Just used WalMart supplies so the ingredients are easy to get. 
It's more about technique than ingredients I suppose, I never
measure much of anything anymore, you know what you like.
Most of the fat is rendered out of this making it more healthy,
but you have to compensate for that flavor somehow. This is how I do it. 

Here are the ingredients. The already chopped and bagged onions bell pepper celery are about 1.5-2 cups each. 










Caramelizing the sausage and veggies adds huge flavor to the mix. 
I start with the sausage, render off the fat and put it in the dry pot.










Next pour off the sausage oil and replace it with the oil inside the can of anchovies. 
Brown down the veggies and three minutes before adding to dry pot, 
add the chopped anchovies and a healthy dose of chopped garlic. 
I used some seeded red ripe Jalapenos from the garden in this so that
is what you see that is red. 










Because I have these growing around the house I use them, 
but it isn't necessary. I added a bundle with sage, thyme, 
parsley and oregano in it, and always add a good many bay leaves, 
especially if they are dried out like these are and not really fresh. 
Don't add salt, anchovies have plenty.
Cover this with about 3 inches of water and bring to a boil then simmer on
low for about 20-25 minutes to pull the flavors out of everything into the 
water but don't over do it. 










I use these two when I'm too lazy to make my own because the flavors are
good and both are comparatively low in salt and heat compared to most 
Cajun blends.

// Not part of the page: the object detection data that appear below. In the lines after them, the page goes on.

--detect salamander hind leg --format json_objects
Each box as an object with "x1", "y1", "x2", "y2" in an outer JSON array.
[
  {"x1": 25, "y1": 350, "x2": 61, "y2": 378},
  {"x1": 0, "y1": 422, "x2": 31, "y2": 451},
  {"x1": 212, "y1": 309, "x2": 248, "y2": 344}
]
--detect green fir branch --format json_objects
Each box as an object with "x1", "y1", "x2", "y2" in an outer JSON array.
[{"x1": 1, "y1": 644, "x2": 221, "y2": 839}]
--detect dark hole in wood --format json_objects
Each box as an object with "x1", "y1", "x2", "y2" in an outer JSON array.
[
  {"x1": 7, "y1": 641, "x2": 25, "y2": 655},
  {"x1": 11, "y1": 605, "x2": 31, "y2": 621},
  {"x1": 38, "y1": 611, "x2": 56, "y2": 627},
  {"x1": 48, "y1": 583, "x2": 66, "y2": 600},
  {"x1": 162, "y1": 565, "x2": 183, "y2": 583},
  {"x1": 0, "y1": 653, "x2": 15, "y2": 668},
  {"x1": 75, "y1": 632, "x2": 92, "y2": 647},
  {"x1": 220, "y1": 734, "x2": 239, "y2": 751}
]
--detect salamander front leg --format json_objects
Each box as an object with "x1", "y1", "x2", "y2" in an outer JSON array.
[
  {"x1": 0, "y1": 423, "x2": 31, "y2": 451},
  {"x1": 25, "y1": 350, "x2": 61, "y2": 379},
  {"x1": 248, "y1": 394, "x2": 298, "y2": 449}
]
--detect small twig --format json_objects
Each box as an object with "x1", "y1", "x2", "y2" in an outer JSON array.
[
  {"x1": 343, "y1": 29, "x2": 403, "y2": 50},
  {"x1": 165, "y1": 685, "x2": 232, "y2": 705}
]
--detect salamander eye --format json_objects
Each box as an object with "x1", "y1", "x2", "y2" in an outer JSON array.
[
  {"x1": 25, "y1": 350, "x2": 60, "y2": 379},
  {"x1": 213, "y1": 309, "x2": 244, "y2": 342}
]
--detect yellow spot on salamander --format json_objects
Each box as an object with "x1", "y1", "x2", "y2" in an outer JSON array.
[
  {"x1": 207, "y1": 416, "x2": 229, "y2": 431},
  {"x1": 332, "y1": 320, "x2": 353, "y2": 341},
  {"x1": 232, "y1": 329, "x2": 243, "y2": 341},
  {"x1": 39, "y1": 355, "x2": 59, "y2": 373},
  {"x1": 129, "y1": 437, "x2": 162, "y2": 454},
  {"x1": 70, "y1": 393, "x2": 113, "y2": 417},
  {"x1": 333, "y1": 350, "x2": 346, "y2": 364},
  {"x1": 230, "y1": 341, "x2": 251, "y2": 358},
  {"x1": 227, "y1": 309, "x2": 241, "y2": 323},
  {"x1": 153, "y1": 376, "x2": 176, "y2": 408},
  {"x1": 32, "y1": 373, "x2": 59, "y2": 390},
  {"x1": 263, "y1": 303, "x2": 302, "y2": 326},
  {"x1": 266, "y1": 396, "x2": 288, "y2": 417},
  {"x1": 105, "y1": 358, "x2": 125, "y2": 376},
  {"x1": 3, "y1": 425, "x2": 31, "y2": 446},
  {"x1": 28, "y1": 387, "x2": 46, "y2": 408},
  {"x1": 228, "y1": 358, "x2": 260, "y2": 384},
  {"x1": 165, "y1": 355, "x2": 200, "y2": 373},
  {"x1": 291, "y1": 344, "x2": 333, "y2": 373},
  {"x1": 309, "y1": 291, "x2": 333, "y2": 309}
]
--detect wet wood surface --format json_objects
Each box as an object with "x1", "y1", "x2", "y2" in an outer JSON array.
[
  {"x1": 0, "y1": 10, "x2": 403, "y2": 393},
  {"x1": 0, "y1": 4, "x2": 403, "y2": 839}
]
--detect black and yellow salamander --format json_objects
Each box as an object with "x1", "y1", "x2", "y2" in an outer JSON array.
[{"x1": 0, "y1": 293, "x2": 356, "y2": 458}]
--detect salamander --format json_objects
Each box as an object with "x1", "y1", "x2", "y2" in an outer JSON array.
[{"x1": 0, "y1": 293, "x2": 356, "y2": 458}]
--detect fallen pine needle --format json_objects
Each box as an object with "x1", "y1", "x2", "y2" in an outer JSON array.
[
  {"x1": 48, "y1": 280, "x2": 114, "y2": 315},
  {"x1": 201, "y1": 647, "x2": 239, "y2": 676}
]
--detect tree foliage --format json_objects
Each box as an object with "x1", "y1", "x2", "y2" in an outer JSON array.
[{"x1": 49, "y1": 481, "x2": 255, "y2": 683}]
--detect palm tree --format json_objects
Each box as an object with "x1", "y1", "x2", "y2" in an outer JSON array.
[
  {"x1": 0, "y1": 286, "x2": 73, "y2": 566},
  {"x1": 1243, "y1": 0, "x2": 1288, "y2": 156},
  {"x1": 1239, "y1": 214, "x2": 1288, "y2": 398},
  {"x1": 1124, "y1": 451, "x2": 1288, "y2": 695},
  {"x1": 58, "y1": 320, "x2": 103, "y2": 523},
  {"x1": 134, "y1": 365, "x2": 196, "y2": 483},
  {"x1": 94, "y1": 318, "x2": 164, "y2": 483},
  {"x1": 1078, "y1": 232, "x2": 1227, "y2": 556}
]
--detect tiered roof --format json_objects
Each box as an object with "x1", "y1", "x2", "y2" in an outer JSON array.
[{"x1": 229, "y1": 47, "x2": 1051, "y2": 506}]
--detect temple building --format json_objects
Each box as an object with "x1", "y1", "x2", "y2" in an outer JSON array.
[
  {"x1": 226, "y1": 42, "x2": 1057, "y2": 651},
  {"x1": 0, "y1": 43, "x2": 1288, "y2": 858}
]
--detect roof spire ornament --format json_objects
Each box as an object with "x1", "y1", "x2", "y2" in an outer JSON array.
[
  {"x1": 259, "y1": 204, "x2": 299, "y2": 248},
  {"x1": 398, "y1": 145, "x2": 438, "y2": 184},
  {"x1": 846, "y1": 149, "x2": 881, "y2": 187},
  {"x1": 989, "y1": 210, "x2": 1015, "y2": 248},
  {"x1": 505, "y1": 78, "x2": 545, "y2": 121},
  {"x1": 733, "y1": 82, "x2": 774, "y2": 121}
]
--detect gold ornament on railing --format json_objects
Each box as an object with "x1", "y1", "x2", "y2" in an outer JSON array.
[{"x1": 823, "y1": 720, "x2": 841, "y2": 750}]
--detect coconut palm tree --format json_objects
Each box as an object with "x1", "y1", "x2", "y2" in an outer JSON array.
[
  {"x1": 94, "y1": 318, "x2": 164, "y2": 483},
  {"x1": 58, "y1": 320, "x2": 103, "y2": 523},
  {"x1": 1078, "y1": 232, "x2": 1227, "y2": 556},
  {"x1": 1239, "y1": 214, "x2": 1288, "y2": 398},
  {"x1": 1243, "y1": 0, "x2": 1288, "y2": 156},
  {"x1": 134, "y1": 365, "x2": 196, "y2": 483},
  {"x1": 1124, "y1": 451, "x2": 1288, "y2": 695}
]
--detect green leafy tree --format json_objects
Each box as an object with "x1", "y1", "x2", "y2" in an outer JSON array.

I can't get enough spice flavor before it gets too salty or too hot
from Tony's, Zatarains, Slap Ya Mama etc. etc. 










Spice to taste, if this looks like a lot to you then break it down in smaller
increments to add then check. I actually used this plus half as much again
because I could get away with it avoiding the salt and heat. 
Add this and bring the pot to a rolling boil. 










Add your 2 pounds of beans when the pot is rolling and keep it on high
until the water starts to boil again, cook it for 2 to 4 minutes or until the
beans rise to the top and their skin is wrinkling. 
Turn the heat off and cover. I use parts of the two ways to cook beans in this
approach, not only do I boil them and then turn off the heat like you do when
you want to quick soak them, I also let this cool down completely and soak
overnight. You already have all your flavors in the pot. 
The longer you cook it, the more of the flavor you will cook away. 
If you do it this way, the beans will absorb all of these flavors and 
if you leave it overnight, it takes very little cooking the next day to finish
the beans, so you keep most of your flavor and it's in the beans too. 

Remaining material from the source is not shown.